La sindaca di Dro, Ginetta Santoni, ha ribadito la ferma contrarietà dell'amministrazione a ogni forma di estremismo.

Ha riaffermato l’adesione ai principi fondamentali della Costituzione italiana, richiamati come presidio di democrazia, libertà e coesione sociale. La sindaca ha rassicurato la popolazione sul monitoraggio costante della situazione da parte delle forze dell’ordine e delle istituzioni competenti.

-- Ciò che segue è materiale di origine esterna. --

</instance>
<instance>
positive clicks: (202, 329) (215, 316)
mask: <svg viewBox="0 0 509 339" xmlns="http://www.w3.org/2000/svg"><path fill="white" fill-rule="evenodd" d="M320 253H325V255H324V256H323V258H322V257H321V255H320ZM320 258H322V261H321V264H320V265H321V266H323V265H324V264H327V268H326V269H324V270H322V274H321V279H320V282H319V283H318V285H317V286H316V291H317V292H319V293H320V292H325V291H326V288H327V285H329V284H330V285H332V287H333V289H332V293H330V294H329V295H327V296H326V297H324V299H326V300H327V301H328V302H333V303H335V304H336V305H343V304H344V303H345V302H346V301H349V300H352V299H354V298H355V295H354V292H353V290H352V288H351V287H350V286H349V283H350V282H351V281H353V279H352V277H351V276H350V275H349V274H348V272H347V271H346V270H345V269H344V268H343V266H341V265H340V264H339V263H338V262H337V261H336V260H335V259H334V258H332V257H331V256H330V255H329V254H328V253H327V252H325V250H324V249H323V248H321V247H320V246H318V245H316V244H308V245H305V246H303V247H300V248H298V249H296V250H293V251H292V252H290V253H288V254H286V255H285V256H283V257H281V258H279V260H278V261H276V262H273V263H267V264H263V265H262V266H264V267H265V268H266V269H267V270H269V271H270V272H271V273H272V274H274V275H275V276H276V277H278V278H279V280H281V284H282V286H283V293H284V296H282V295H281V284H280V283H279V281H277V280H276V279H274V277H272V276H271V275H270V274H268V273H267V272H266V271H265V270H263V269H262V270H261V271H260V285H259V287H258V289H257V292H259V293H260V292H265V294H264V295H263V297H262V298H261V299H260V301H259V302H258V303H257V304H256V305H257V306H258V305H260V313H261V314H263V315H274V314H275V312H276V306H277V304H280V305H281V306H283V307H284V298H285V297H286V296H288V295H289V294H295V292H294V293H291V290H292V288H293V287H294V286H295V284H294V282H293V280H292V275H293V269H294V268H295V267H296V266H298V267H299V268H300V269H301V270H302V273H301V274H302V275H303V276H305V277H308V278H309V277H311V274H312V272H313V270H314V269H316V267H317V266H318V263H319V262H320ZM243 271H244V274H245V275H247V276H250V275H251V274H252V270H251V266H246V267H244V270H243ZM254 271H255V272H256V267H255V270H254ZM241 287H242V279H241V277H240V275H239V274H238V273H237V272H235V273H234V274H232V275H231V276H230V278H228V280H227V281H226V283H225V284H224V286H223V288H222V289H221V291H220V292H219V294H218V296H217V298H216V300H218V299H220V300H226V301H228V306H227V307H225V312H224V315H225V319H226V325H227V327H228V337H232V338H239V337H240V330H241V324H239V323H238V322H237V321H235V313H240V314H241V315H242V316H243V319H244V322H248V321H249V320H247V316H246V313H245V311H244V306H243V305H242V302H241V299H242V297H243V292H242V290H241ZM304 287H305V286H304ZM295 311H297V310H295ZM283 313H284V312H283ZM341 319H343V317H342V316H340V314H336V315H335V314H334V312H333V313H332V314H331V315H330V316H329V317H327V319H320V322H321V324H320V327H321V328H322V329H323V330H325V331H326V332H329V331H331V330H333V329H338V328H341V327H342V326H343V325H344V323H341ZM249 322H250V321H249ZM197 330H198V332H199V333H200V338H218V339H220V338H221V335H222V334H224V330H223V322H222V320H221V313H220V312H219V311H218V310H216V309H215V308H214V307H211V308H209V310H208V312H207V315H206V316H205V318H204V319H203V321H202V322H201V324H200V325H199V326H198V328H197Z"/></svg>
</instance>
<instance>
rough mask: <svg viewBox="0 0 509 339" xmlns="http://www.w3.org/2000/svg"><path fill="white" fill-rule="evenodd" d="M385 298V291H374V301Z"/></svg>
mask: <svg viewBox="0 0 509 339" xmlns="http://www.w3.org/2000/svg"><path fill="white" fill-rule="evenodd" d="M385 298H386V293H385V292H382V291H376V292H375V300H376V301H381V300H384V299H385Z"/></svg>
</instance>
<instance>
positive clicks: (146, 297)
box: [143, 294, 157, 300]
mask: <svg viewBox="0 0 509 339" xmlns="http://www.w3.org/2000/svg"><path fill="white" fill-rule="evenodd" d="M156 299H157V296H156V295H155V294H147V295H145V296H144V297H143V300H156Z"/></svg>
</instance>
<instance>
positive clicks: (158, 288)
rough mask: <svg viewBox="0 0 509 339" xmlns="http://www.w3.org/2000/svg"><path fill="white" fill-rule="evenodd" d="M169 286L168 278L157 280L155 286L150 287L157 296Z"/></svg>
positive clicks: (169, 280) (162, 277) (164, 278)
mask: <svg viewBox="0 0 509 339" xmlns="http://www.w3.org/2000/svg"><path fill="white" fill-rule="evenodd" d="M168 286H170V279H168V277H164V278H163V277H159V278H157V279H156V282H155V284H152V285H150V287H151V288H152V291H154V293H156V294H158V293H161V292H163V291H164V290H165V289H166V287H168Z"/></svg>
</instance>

Interventi istituzionali contro l'estremismo

Alla contromanifestazione è intervenuto Claudio Soini, presidente del Consiglio provinciale di Trento. Soini ha richiamato la necessità di ribadire i valori dell’autonomia, della democrazia e del contrasto a ogni estremismo, elementi che contraddistinguono la comunità trentina. Ha espresso solidarietà alla comunità di Pietramurata, alla sindaca e al Consiglio comunale, citando le difficoltà legate alla presenza del raduno.

Il sindaco di Trento, Franco Ianeselli, ha ricordato gli 80 anni della Repubblica e della riconquista della democrazia nel 2026. Ha collegato la partecipazione alla contromanifestazione alla difesa della Costituzione e della democrazia, definendo l'iniziativa una forma democratica, civile e pacifica di presenza pubblica.

Il raduno e le misure di sicurezza

Il raduno “Ritorno a Camelot” si svolge nell’area privata dell’Hotel Ciclamino, a Pietramurata, dal 3 al 6 settembre. Il Comitato provinciale per l’ordine e la sicurezza pubblica, riunitosi il 1 settembre 2026, non ha individuato elementi giuridici sufficienti per impedirne lo svolgimento.